# Golf star Tom Lehman Shot At



## ditchweed (Mar 29, 2006)

Golf star Tom Lehman was shot at, escaped unhurt in a random drive-by shooting incident before launching his challenge at the U.S. Masters. Now trying to concentrate on his golf game. How would you feel after this? Would you still be able to play?


----------



## Jesse (Apr 1, 2006)

I would be shaken to say the least. Even if you don't think it's effected you, your swing is going to be a little shakey, your judgement will be a little off, and you just won't be able to concentrate as well

poor guy


----------



## ditchweed (Mar 29, 2006)

*Tom*

Tom Lehman must have dedication. To be out golfing, after being shot at is amazing. Does anybody know why he was shot at?


----------



## Jesse (Apr 1, 2006)

ditchweed said:


> Tom Lehman must have dedication.
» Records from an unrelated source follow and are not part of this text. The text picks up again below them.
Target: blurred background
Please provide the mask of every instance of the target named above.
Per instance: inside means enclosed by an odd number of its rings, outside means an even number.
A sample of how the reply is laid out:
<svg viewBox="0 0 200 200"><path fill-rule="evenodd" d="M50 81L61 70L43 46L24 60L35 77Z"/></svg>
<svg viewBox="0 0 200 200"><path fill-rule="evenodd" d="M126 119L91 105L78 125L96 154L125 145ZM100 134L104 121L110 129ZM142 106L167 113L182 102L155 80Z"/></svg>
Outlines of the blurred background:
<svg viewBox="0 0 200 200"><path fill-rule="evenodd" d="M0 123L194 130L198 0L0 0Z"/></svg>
To be out golfing, after being shot at is amazing. Does anybody know why he was shot at?


Probably a Phil Mickelson fan. 

I have no idea, actually. It'd be interesting to know what drives someone to hate an athelete so much that they actually want to kill/hurt them. I really dislike Vijay Singh, but I'm definitely not about to go by a pistol and take shots at him...some people are just weird


----------



## ditchweed (Mar 29, 2006)

*Golf True*

No idea on whats going through a persons head, on think some kind of violence is going to solve it. Just enjoy what you can do. People still to the clubs, not the guns.


----------



## enti342 (Apr 9, 2006)

I wouldn't be able to play, Frankly i would be too scared to do anything.


----------



## DOMAINerBLOGer (Mar 27, 2006)

That is something the golf world does not need. People shooting and crazy stuff like that. Golf is not gangster it is a simple sport that does not require anyone to be hurt. Such a sad thing how someone gets shot at for going to their job.


----------



## StAndrew (Apr 5, 2006)

DOMAINerBLOGer said:


> That is something the golf world does not need. People shooting and crazy stuff like that. Golf is not gangster it is a simple sport that does not require anyone to be hurt. Such a sad thing how someone gets shot at for going to their job.


Unfortunately, I think it's a sign of the times and further proof of how twisted this society is becoming. I don't know if Lehman was even the target of the attack - they caught the guy later in the week when he shot at another car (missing this time I think). Sometimes you're just in the wrong place at the wrong time. I'm glad no one was hurt in either incident and they caught the guy.


----------